The price fluctuations of fuel throughout 2020 can be attributed to a variety of outside factors, particularly the Covid-19 pandemic which seized the globe from early this year. January saw the price of US fuel at $67, before it experienced the usual decline due to reduced seasonal demand.
The impact of Covid-19 cases on fuel prices was seen early on. In February, growing concern over the virus’ impact on fuel demand nationwide saw an uplift in fuel prices, surprising many investors.

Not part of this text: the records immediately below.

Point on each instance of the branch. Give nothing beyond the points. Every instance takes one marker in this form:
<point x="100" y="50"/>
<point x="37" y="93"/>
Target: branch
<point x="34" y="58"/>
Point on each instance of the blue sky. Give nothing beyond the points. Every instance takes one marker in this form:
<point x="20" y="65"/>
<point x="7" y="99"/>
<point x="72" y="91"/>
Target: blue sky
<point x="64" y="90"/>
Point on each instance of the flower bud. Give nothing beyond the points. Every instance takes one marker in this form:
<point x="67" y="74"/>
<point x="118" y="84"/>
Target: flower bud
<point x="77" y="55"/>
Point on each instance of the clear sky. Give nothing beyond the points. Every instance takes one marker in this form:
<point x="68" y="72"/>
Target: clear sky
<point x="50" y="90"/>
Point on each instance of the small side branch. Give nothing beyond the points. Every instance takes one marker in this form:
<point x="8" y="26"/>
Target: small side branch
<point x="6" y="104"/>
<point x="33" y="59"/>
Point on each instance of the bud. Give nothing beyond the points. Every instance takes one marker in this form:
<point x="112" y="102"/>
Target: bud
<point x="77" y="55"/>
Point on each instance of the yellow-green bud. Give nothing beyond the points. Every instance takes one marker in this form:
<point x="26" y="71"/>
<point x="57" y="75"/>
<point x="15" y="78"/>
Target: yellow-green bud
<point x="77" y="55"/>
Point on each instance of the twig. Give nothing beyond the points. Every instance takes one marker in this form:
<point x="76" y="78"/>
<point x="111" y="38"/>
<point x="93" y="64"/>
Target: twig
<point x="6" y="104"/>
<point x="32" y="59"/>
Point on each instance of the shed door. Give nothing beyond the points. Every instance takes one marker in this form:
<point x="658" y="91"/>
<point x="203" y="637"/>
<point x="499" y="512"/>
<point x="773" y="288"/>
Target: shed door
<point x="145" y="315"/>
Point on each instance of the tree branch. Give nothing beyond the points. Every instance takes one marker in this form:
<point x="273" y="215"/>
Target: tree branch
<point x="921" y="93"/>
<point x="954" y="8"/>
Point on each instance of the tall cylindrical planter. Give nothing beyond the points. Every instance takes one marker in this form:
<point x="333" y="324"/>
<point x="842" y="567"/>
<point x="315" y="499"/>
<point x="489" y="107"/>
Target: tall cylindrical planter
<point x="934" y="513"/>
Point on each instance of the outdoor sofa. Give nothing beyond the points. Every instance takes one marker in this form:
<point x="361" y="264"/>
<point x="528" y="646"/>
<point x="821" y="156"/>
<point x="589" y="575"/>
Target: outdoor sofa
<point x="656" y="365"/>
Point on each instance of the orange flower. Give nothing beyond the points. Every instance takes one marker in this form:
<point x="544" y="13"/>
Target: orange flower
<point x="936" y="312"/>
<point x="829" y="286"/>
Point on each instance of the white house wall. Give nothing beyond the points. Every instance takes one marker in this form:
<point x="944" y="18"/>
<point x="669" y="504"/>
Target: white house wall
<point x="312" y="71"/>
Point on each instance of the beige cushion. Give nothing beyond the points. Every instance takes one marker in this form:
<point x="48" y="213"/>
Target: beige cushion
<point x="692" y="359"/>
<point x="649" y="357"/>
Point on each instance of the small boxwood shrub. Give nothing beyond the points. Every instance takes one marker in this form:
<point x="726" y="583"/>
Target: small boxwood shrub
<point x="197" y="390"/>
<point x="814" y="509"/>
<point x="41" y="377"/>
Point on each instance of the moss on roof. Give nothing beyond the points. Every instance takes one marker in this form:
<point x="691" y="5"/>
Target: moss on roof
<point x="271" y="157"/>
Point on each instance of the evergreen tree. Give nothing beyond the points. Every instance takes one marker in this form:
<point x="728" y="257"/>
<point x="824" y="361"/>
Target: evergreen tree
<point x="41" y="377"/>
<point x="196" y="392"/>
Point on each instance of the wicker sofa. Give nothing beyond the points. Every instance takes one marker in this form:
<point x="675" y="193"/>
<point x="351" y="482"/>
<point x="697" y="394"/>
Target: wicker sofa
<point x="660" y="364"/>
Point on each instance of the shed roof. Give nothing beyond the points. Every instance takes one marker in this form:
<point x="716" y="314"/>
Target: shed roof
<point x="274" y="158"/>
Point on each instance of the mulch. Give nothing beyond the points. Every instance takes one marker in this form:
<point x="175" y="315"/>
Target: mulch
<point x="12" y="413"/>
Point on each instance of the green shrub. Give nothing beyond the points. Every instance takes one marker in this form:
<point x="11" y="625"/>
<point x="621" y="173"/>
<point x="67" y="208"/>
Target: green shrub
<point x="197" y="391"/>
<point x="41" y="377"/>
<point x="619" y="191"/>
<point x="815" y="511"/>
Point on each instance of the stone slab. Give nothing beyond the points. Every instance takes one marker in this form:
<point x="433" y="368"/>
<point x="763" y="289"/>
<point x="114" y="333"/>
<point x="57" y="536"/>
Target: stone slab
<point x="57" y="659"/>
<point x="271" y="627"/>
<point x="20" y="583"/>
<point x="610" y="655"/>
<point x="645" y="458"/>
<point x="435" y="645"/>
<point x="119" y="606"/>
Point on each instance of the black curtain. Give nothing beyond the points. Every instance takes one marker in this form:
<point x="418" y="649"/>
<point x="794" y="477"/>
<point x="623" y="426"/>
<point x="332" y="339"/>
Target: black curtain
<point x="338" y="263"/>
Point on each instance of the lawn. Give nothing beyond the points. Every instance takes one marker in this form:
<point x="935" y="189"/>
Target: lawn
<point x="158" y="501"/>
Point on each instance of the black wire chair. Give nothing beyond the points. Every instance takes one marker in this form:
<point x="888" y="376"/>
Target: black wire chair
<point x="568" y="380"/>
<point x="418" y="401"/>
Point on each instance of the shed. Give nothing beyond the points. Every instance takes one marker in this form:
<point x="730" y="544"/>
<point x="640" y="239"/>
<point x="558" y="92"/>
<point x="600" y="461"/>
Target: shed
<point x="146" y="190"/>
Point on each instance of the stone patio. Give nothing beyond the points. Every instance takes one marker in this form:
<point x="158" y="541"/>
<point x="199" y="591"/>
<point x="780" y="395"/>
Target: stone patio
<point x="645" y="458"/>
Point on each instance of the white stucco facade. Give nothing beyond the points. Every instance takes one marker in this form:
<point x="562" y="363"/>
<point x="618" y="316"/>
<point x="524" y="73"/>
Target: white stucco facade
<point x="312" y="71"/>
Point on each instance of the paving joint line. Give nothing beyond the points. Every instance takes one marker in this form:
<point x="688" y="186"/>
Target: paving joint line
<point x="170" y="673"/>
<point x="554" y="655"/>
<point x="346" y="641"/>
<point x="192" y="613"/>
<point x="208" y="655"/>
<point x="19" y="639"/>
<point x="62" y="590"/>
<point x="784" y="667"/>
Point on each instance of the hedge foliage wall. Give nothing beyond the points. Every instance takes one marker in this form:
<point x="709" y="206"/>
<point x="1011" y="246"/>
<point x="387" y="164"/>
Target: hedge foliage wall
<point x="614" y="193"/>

This recovery was short lived however, as March bought a ‘perfect storm’ for the global fuel market. Not only was Covid-19 beginning to take full effect, generating further concerns about the affect this would have on supply but there was also a supply battle between Saudi Arabia and Russia. As both nations were producing excessive fuel supplies, this created a downward pressure on the price of oil and further concern for global investors.
In the UK, March’s nationwide lockdown had a significant impact on the volume of fuel consumption, with many businesses having fuel volumes halved. This was particularly obvious in the car and van industries contributing to a downward pressure in the industry. However, the need for key supplies in all stores mean that the truck market was less affected by lockdown.
The lockdown in the UK was one of several, however. India, the third largest oil consumer in the world was also locked down, which had a significant impact on the downward pressure the industry was already experiencing.
However, since the initial lockdown, fuel prices have shown some signs of recovery. This has been helped by reductions in production levels in May and June. Since July, the production of oil has also started to slow, as well as more positive economic data coming from the US, China, and Europe which has helped to support pricing.
While it is difficult to predict what will happen to the price of fuel long-term, currently the industry is showing signs of recovery and at present traders expect a gradual increase in demand which in turn will drive a small increase in price.
Experts in the fleet industry are advising operators to stay close to the market. Fleet managers are advised to manage consumption within their fleet closely by ensuring that fuelcard providers and businesses are set up to see what vehicles are using and drivers are spending.